Business Today

Relative haven

John Cushman is still bullish on Indian real estate.

     Print Edition: April 20, 2008

Given a choice between the devil and the deep blue sea, John Cushman, the 60-something Chairman of real estate services firm Cushman & Wakefield, would rather choose the latter. “I don’t care if there are subtle changes in the economic growth rates—it’s still better to invest here when the economy’s growing at 8 per cent than back home in the US, where growth rates hover between 1 and 2 per cent,” he contends.

John Cushman
John Cushman
Unsurprisingly, then, Cushman is aggressively pushing to get more out of his firm’s Indian operations, which currently accounts for less than 5 per cent of its total revenues of over $2 billion (projected for 2008). “Retail and commercial office space are going to be the growth drivers for the Indian realty market, with an expected 200 million sq. ft of office space to be added in the next three years,” says Cushman. Apart from transactional revenues, Cushman is banking on managing realty, retail and hospitality funds for India’s real estate market. If things go as expected, Cushman sees Asia’s share in total revenues going up from 15 per cent to 33 per cent in another three years.

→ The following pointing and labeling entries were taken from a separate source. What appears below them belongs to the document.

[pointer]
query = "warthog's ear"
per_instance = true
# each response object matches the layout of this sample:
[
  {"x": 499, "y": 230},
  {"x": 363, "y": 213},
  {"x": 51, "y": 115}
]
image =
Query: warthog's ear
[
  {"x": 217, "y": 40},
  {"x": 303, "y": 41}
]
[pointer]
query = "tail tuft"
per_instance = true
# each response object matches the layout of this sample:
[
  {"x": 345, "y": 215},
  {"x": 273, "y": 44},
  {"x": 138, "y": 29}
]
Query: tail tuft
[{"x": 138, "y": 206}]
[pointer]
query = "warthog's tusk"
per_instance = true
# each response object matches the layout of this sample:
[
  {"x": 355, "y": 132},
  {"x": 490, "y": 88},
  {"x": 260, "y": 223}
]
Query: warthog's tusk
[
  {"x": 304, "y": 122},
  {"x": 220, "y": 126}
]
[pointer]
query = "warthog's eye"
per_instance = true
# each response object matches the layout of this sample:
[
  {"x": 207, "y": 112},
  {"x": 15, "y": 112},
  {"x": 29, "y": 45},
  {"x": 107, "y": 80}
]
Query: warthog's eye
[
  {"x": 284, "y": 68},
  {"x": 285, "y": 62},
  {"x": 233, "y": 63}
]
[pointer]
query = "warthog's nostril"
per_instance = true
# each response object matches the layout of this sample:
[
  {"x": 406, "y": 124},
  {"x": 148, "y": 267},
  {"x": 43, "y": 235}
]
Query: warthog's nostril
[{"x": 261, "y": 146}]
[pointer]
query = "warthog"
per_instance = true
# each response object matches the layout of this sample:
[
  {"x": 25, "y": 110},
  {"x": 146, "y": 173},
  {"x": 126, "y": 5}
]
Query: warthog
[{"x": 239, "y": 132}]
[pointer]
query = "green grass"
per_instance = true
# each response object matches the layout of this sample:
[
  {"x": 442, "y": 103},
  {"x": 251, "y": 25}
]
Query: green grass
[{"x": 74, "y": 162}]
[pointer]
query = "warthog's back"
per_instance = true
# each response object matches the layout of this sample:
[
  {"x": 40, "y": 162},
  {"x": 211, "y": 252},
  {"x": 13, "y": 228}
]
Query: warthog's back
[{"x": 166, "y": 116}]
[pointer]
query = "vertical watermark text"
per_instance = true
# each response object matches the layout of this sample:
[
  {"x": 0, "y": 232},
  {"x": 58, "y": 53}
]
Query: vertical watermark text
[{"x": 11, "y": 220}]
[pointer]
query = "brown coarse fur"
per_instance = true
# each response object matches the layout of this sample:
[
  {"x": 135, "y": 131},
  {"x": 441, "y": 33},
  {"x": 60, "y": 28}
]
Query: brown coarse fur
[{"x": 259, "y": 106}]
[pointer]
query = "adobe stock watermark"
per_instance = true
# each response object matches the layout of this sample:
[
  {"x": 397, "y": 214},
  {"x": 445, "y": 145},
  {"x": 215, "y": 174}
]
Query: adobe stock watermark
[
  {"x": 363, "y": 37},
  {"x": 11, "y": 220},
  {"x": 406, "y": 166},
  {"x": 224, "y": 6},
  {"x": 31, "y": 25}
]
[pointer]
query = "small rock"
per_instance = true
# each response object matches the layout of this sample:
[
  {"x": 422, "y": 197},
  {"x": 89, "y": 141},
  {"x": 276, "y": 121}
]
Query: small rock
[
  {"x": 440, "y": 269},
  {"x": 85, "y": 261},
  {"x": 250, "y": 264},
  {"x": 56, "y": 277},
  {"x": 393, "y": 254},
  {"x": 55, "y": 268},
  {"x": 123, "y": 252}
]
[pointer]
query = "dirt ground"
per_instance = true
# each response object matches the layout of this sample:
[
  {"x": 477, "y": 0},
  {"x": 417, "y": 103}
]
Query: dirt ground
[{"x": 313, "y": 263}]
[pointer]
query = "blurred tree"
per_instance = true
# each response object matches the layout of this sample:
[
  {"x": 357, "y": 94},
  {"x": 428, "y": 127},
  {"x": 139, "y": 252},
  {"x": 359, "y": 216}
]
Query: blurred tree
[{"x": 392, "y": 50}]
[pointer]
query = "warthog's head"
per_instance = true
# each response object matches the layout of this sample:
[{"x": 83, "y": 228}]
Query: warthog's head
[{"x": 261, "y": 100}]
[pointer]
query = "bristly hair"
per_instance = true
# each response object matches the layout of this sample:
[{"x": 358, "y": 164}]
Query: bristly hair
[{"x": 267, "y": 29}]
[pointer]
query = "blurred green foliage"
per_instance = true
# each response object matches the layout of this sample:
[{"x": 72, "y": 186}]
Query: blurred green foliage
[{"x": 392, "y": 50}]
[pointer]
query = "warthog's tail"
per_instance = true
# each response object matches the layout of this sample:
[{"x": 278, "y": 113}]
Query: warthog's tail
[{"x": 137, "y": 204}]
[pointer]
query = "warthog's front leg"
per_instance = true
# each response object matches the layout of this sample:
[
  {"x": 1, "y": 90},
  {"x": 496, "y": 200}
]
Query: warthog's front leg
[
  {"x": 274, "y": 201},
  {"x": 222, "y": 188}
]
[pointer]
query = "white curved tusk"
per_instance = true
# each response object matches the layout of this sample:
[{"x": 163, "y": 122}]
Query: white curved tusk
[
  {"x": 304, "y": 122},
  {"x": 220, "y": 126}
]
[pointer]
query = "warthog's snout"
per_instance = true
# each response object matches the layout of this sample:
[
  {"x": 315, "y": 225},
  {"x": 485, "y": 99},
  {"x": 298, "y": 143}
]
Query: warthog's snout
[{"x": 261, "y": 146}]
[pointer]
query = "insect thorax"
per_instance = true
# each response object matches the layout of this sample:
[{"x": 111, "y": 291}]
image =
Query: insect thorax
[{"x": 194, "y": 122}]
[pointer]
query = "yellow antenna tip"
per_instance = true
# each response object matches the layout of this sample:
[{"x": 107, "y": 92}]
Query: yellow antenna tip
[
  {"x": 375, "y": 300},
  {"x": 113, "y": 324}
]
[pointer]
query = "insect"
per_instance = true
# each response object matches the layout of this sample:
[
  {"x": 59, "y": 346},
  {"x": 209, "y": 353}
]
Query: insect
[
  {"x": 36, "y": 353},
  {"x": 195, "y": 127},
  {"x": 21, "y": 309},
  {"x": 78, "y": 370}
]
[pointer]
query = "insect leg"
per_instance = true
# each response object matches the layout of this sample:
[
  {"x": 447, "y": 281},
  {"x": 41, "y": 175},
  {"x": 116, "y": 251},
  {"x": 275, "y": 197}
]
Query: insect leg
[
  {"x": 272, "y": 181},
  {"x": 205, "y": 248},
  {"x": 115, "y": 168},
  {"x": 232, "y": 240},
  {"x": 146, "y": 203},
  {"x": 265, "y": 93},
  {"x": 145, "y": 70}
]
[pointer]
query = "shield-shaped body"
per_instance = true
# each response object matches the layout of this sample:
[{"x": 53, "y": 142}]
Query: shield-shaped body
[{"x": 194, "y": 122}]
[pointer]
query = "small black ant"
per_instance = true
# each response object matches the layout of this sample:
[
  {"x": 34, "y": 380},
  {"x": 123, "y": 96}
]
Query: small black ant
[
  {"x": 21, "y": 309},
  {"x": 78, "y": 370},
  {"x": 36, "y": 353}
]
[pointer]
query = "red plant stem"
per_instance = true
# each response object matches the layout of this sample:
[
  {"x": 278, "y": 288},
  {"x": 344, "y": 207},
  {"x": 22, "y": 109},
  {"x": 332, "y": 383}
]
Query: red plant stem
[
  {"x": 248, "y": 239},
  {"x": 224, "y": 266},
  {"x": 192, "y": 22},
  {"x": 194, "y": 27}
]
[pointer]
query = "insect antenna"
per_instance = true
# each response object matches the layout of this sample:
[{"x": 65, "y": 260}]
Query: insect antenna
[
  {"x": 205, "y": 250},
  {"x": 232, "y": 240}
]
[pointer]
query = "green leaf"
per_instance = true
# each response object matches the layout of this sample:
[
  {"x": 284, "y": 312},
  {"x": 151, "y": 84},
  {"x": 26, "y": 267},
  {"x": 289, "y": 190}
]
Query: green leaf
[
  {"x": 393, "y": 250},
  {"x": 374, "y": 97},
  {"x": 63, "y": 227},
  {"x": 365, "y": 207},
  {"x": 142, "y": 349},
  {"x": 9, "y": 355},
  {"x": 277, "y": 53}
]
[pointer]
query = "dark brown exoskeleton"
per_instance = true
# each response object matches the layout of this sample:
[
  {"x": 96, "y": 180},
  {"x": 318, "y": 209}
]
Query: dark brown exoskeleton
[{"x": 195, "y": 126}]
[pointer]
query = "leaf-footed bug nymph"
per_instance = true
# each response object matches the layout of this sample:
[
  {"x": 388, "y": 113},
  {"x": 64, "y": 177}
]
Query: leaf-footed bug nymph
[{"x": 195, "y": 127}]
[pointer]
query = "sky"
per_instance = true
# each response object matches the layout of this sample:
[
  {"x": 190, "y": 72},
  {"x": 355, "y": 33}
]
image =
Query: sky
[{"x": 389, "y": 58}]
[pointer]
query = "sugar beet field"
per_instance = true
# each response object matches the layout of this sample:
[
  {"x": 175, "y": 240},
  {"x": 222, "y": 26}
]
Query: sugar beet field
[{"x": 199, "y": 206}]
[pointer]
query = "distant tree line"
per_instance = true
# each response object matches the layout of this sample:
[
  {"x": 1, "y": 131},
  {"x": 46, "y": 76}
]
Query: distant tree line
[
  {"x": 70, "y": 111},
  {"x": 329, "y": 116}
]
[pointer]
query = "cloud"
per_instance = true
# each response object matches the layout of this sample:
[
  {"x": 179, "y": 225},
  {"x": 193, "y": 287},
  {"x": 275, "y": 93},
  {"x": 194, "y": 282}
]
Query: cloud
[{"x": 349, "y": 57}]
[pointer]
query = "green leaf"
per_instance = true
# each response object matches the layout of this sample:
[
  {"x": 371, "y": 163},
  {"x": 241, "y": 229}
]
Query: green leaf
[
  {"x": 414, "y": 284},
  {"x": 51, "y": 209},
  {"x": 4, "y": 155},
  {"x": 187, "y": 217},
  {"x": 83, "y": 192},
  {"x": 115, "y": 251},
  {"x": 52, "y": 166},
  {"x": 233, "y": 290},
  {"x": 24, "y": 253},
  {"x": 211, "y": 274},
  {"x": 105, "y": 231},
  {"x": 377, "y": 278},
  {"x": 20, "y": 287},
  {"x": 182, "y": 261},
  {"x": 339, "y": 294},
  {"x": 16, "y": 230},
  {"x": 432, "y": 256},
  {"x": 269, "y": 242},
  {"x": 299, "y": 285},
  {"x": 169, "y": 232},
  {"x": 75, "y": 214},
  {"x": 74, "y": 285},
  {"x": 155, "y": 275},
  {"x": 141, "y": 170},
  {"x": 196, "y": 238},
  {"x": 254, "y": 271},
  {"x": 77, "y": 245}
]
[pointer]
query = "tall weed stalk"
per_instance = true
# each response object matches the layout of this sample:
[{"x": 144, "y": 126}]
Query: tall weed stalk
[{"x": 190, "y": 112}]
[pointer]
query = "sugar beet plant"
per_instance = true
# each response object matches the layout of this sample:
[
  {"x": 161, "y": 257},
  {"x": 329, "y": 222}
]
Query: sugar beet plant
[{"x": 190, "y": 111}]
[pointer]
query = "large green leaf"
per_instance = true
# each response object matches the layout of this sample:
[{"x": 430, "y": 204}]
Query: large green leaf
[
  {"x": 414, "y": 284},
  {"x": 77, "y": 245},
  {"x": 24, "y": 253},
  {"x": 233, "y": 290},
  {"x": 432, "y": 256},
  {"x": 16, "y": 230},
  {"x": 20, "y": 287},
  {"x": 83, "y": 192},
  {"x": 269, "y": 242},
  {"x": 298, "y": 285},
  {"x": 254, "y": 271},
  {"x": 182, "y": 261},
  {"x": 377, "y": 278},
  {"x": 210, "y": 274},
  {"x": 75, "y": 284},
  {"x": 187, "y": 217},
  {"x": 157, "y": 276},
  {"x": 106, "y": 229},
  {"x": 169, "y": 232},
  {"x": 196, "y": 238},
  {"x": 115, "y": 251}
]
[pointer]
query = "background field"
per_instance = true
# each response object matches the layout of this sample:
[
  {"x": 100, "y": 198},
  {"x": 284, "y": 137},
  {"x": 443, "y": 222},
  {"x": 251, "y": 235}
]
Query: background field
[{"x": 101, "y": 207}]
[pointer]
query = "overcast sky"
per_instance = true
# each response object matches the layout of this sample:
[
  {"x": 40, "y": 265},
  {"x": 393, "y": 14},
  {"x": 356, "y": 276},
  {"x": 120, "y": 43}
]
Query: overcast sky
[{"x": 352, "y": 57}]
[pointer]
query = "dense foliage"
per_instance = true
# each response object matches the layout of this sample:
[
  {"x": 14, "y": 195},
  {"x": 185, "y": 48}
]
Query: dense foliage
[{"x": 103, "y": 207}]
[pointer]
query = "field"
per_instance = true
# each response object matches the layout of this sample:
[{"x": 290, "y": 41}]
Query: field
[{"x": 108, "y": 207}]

Currently, he is in the process of finalising a billion-dollar fund for a US-based investor, who apparently is licking his chops at the Indian market’s 40 per cent return compared to US’ 20 per cent. “India is among the most underserved retail markets in the world, with just 50 million sq. ft of retail space,” says Cushman. This, he adds, will rise to 112 million sq. ft in the next three years. He’s right about the lack of modern retail space, but whether supply will actually more than double in another three years is a moot question— at least, in this environment.